Written in Latin probably between 763 and 768, Willibald's Vita Bonifatii ('Life of Boniface') (Note: Or Liber sancti Bonifatii, 'Book of Saint Boniface'.) is the earliest known biography from the Germanic-speaking world. Willibald had never met Boniface but he interviewed those who had. There is debate over whether he made use of Boniface's correspondence. In the Vita, for example, he does not mention the foundation of the abbey of Fulda or several other events prominent in the correspondence. He is the source, however, for Boniface's felling of the Oak of Jupiter.

In his prologue, Willibald refers to interest in the life of Boniface coming from as far away as Tuscany, the frontiers of Gaul and "the furthest reaches of Britain", suggesting that his intended readership was international. Among his models were histories of Pseudo-Hegesippus and Eusebius of Caesarea, and the Dialogues of Gregory the Great. He wrote in a distinctive Anglo-Latin style modelled after that of Aldhelm.
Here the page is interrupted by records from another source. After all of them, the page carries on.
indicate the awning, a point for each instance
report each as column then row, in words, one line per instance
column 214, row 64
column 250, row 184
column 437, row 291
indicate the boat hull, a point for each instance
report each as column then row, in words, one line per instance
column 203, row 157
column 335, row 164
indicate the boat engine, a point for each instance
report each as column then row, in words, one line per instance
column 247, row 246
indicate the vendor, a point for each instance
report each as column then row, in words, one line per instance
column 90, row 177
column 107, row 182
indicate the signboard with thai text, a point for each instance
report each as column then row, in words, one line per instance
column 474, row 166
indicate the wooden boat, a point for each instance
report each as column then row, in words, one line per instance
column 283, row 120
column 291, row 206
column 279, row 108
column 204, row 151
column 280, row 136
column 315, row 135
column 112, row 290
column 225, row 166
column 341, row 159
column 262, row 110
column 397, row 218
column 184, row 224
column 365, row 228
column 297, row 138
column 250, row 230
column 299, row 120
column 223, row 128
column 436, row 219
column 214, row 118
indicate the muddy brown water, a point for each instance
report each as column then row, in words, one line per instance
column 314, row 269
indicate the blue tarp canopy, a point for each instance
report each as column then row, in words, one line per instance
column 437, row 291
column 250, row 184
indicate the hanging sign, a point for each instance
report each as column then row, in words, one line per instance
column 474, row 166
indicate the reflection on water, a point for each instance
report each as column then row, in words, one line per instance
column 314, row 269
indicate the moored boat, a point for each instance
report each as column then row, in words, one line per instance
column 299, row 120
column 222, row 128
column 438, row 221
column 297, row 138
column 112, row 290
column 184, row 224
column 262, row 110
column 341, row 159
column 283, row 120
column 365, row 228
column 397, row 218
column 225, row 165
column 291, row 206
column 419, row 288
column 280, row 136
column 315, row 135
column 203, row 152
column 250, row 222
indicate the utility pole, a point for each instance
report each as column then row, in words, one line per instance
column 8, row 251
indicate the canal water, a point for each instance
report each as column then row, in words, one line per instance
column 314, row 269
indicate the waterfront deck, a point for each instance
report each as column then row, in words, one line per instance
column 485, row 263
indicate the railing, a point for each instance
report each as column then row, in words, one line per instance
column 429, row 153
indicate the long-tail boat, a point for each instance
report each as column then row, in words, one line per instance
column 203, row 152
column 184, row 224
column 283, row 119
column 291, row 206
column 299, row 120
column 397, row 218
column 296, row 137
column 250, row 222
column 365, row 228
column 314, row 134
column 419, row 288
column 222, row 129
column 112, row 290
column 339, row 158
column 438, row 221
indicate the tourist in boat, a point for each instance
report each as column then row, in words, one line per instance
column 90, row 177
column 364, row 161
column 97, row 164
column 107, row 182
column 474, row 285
Willibald's Vita Bonifatii has eight chapters. The first is devoted to Boniface's childhood, seeking to demonstrate that he had desired to be a monk from a very young age. The next two chapters cover his education and early preaching career. Chapters 4–7 concern his missions among the pagans (and Christians) of Germania. Chapter 8 recounts his martyrdom, the transfer of his relics to Fulda and a few posthumous miracles. A ninth chapter reporting a miracle that occurred during Boniface's mission in Frisia was added somewhat later by another author and is not found in all manuscripts.